MILAN (Reuters) – Delta Air Lines (DAL.N) could pull out of a consortium looking to rescue Italy’s Alitalia as it is unwilling to enter a possible bidding war with Lufthansa (LHAG.DE), newspaper Il Corriere della Sera reported on Sunday, citing two sources.

FILE PHOTO: Passengers check in at a counter of Delta Air Lines in Mexico City, Mexico, August 8, 2016. REUTERS/Ginnette Riquelme/File Photo

Delta is expected to say it will not raise its offer to invest about 100 million euros ($112 million) in Alitalia in a letter to be sent in the middle of this week to its consortium partners, Italy’s state railways firm Ferrovie and infrastructure group Atlantia (ATL.MI), Il Corriere reported.

It said the rough investment figure could go as high as 120 million euros.

But Germany’s Lufthansa might invest about 150 million euros, Il Corriere said.

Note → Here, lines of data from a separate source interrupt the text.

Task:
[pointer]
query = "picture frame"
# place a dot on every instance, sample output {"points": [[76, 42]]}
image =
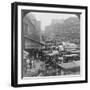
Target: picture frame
{"points": [[21, 12]]}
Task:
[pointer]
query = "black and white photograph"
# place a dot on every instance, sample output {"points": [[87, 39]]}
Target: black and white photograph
{"points": [[51, 44]]}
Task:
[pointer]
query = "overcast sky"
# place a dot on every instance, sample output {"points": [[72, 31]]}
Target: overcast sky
{"points": [[46, 18]]}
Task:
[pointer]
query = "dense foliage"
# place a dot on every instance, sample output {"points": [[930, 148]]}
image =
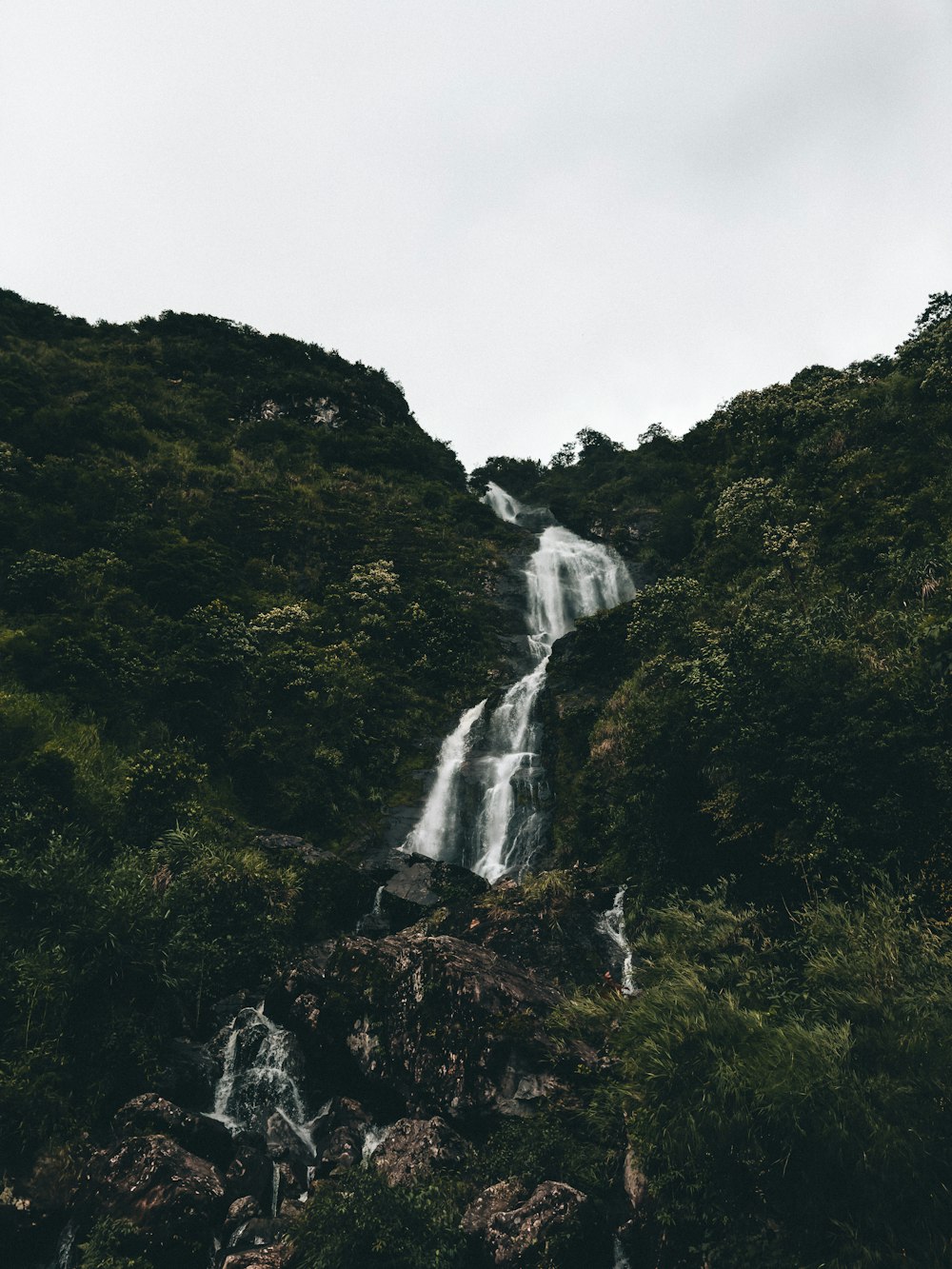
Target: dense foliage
{"points": [[775, 708], [239, 585], [788, 1096], [242, 591]]}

Lufthansa is seeking up to 6,000 job cuts, however, versus 2,500 envisaged by a plan drafted by the Delta consortium, the newspaper reported.

A source said last week Lufthansa was ready to invest up to 200 million euros in Alitalia which is running out of cash and scrambling to find new funds.

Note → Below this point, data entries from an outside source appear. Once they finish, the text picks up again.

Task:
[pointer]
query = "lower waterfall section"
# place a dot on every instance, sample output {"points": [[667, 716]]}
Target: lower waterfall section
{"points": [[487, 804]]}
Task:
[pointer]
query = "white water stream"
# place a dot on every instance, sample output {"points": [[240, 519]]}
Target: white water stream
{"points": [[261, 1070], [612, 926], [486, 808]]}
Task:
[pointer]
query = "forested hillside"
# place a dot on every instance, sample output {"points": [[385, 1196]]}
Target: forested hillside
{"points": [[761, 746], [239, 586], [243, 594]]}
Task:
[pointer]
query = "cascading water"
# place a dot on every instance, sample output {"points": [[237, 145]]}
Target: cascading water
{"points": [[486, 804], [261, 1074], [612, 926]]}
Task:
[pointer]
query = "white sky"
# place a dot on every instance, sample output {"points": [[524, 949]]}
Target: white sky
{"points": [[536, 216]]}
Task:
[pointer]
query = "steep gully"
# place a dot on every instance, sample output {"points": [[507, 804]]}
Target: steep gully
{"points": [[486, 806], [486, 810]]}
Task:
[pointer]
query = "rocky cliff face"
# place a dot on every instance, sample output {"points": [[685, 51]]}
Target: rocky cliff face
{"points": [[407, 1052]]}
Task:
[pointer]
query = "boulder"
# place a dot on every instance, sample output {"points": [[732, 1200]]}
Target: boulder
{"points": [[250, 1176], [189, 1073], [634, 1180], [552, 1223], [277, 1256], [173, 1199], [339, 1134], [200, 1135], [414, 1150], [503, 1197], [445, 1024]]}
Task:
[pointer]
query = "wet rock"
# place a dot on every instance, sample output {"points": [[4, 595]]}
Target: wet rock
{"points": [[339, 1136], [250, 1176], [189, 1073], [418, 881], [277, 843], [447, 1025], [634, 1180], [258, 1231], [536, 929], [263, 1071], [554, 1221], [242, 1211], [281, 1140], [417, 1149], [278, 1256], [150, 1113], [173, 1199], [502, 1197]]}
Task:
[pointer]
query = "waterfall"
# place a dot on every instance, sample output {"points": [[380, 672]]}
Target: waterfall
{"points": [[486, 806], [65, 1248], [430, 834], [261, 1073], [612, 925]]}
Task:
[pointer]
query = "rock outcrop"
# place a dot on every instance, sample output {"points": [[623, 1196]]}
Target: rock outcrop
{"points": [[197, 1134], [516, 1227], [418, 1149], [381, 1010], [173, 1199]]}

Italy’s industry ministry has extended to Nov. 21 a deadline for binding bids after an Oct. 15 deadline passed without an agreement among potential rescuers.

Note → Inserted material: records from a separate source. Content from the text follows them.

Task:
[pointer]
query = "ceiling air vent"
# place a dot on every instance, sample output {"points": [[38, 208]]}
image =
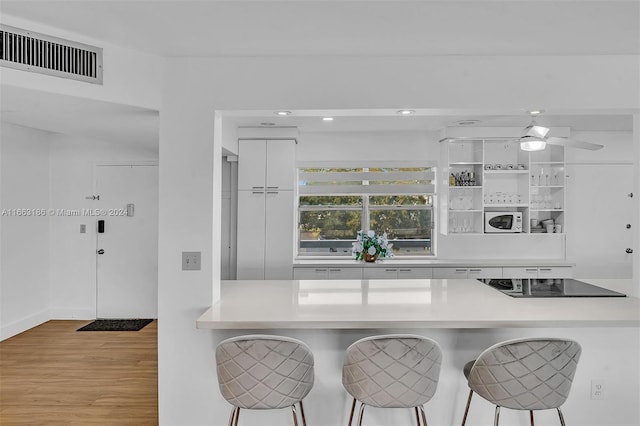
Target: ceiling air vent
{"points": [[29, 51]]}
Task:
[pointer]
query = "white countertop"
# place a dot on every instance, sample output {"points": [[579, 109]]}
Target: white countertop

Alitalia’s temporary administrators said last month that the company’s liquidity amounted to 310 million euros at the end of September.

But that figure was inflated by advanced payments on pre-paid tickets, Sunday’s Il Sole 24Ore newspaper reported, citing unidentified sources.

The report added that adjusted for future costs, the cash amounted to just 160 million euros, and that it would run out in December.